Cloud providers offer discounted compute instances (AWS Spot Instances, GCP Preemptible VMs) that can be reclaimed at any time. These instances are significantly cheaper than on-demand instances but come with the risk of preemption.

Setting interruptible=True allows Flyte to schedule the task on these spot/preemptible instances for cost savings:

import flyte

env = flyte.TaskEnvironment(
    name="my_env",
    interruptible=True,
)

@env.task
def train_model(data: list) -> dict:
    return {"accuracy": 0.95}

Setting at different levels

interruptible can be set at the TaskEnvironment level, the @env.task decorator level, and at the task.override() invocation level.
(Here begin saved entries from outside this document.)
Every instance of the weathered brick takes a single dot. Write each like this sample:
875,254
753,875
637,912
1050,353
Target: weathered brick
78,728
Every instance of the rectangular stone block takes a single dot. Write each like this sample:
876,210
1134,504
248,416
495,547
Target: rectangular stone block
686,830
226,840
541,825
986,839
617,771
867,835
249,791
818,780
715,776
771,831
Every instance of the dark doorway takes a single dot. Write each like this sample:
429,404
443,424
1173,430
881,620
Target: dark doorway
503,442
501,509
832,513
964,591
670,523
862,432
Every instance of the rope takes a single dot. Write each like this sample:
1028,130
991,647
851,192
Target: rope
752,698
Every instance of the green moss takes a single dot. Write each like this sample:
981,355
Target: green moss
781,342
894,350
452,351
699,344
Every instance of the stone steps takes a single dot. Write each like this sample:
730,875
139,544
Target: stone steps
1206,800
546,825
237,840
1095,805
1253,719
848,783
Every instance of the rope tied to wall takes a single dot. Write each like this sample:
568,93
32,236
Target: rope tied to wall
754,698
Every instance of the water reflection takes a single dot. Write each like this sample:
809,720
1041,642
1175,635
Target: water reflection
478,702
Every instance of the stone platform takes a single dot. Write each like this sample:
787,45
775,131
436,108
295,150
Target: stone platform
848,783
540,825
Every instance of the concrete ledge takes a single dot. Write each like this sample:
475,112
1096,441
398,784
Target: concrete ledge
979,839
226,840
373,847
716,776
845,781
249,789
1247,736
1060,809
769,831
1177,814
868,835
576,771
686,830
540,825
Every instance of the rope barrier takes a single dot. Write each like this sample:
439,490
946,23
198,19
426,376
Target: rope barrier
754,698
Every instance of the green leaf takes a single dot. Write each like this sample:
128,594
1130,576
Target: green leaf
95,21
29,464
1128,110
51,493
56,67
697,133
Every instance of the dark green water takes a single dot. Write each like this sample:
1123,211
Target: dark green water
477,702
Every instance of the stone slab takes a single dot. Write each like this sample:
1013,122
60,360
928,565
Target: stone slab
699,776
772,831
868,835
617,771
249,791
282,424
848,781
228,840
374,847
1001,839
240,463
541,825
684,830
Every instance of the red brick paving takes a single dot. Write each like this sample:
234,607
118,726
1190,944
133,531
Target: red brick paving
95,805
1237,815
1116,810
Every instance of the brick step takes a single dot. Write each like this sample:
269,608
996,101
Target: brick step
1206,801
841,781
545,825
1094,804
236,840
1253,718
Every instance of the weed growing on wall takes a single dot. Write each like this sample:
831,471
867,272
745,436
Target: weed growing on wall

The more specific level always takes precedence.

This lets you set a default at the environment level and override per-task:

import flyte

# All tasks in this environment are interruptible by default
env = flyte.TaskEnvironment(
    name="my_env",
    interruptible=True,
)

# This task uses the environment default (interruptible)
@env.task
def preprocess(data: list) -> list:
    return [x * 2 for x in data]

# This task overrides to non-interruptible (critical, should not be preempted)
@env.task(interruptible=False)
def save_results(results: dict) -> str:
    return "saved"

You can also override at invocation time:

@env.task
async def main(data: list) -> str:
    processed = preprocess(data=data)
    # Run this specific invocation as non-interruptible
    return save_results.override(interruptible=False)(results={"data": processed})

Behavior on preemption

When a spot instance is reclaimed, the task is terminated and rescheduled. Combine interruptible=True with retries to handle preemptions gracefully:

@env.task(interruptible=True, retries=3)
def train_model(data: list) -> dict:
    return {"accuracy": 0.95}

Retries due to spot preemption do not count against the user-configured retry budget. System retries (for preemptions and other system-level failures) are tracked separately.

Queues

Queues are named routing labels that map tasks to specific resource pools or execution clusters in your infrastructure.

Setting a queue directs the task to the corresponding compute partition:

import flyte

env = flyte.TaskEnvironment(
    name="my_env",
    queue="gpu-pool",
)

@env.task
def train_model(data: list) -> dict:
    return {"accuracy": 0.95}

Setting at different levels

queue can be set at the TaskEnvironment level, the @env.task decorator level, and at the task.override() invocation level. The more specific level takes precedence.

import flyte

env = flyte.TaskEnvironment(
    name="my_env",
    queue="default-pool",
)

# Uses environment-level queue ("default-pool")
@env.task
def preprocess(data: list) -> list:
    return [x * 2 for x in data]

# Overrides to a different queue
@env.task(queue="gpu-pool")
def train_model(data: list) -> dict:
    return {"accuracy": 0.95}

If no queue is specified at any level, the default queue is used.

Queues are configured as part of your Union.ai deployment by your platform administrator. The available queue names depend on your infrastructure setup.